Gog_Magog_Carpet_Reclaimers at June 27, 2016 11:38 AM
"Even though flying is not a constitutional right per se, taking away that privilege IS punishment and therefore needs to require due process -- which includes a conviction and nothing less."
People will say, "The Constitution doesn't guarantee you a right to fly". That's getting it exactly backwards. In the now-dead Ninth and Tenth Amendments, it states that all powers not explicitly allocated to the federal government are reserved to the states and/or the people. (The Fourteenth Amendment adds on to that by stating that the rights that are explicitly guaranteed cannot be abridged by lower-level governments.) The Constitution does not state that the federal government may determine who is and is not allowed to fly. So, if those Ninth and Tenth Amendments were still in effect, it would be up to the states and/or the airlines themselves to decide whether to strip-search everyone who wants to get on a plane.
(Well, there weren't any airplanes back then, one might say. But there were horses and carriages and feet, and the Constitution does not grant the federal government the power to restrict use of them for travel. Similarly, it is generally recognized that the First Amendment's guarantee of freedom of the press extends to electronic communications, even though there isn't an actual printing press involved.)
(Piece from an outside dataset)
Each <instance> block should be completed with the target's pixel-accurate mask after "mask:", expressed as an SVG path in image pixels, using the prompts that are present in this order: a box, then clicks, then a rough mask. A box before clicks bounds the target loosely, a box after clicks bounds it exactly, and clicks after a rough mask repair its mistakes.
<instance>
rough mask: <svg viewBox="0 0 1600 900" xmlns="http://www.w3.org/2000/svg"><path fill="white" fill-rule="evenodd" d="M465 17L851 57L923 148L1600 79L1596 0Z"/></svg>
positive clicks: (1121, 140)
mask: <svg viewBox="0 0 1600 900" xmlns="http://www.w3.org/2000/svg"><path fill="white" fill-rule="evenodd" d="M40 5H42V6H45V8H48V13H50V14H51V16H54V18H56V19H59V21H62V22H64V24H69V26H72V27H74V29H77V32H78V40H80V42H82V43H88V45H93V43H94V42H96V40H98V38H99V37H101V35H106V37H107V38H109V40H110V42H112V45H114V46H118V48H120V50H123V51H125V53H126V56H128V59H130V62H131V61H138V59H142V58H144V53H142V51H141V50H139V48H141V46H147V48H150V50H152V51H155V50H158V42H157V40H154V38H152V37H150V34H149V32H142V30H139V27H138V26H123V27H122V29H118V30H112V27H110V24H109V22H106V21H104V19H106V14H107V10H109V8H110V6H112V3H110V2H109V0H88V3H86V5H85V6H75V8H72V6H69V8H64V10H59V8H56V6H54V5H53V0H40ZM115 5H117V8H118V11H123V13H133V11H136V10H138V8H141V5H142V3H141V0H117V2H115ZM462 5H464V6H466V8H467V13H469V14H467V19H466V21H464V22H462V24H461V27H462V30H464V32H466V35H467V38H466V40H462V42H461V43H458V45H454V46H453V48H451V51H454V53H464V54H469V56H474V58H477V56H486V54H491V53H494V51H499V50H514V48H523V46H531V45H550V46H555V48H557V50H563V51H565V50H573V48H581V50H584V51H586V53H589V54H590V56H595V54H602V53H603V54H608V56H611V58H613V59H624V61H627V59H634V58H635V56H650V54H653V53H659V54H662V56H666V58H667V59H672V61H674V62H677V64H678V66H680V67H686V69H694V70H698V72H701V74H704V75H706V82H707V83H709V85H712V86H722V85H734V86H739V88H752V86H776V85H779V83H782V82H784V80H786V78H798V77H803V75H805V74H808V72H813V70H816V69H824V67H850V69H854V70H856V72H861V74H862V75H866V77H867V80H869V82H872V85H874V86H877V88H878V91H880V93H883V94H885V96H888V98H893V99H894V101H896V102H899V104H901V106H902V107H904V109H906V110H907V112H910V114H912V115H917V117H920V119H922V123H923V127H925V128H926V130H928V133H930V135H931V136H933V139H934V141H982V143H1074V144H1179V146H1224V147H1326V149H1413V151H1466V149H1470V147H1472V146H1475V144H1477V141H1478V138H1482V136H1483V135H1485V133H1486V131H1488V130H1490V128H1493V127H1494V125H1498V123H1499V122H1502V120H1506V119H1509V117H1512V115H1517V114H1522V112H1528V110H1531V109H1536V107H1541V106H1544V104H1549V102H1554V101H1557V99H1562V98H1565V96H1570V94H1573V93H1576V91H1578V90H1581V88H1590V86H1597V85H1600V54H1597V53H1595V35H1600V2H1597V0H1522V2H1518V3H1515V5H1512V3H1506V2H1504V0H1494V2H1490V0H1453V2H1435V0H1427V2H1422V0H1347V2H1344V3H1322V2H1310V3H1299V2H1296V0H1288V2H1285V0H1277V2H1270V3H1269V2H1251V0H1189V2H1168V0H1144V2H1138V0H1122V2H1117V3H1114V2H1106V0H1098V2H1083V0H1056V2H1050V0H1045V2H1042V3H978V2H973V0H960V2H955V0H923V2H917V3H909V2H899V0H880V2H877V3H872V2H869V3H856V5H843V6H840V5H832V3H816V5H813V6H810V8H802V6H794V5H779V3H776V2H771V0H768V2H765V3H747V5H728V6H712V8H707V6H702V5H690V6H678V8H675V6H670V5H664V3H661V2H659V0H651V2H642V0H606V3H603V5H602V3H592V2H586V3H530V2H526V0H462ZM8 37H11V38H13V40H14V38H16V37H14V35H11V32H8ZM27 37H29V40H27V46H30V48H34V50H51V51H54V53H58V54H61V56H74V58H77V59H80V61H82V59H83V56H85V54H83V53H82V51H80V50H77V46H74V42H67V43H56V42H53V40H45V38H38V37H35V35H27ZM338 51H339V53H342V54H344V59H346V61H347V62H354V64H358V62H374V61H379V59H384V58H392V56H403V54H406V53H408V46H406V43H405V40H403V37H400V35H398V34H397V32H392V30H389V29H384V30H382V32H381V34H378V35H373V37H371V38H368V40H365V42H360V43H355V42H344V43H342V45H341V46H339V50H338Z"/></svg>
I'll admit that there are risks that need to be mitigated. As we've seen in the recent past, abuse of airplanes can do great harm to innocent bystanders. However, it has been a law-enforcement trope for about as long as America has existed that it's "too hard" to enforce the law and protect the public within Constitutional bounds, and that in order to do their jobs, law enforcement needs a Constitutional mulligan. Problem is, unrestrained power leads to tyranny, every single time. So while we can debate about exactly where the boundaries ought to be, there do need to be boundaries.
Also: When I'm a delegate to the next Constitutional Convention, I'm going to propose an amendment that explicitly guarantees the right to travel, employ means of transportation, and relocate. I want to do this specifically to rub it in the noses of urbanist types who want to see the hoi-polloi confined to high-density, Soviet-style neighborhoods.
Cousin Dave at June 27, 2016 12:09 PM
Trey Gowdy asks very straightforward questions about this and gets the usual mealy mouthed non-answers.
Miguelitosd at June 27, 2016 4:15 PM
Oops.. my html apparently didn't work on last.. link:
https://www.youtube.com/watch?v=DNDcd1Fe5lg
Miguelitosd at June 27, 2016 4:16 PM
It's not uncommon for public figure in their narcissism to imagine that, because of their celebrity, they're the only ones facing threats from armed stalkers.
Rosie O'Donnell has no problem with having armed bodyguards for her and her children while arguing that everyone else should rely only on the police for protection.
Charlie Rangel on gun-control senators being protected by armed guards, "I think we deserve–I think we need to be protected down here."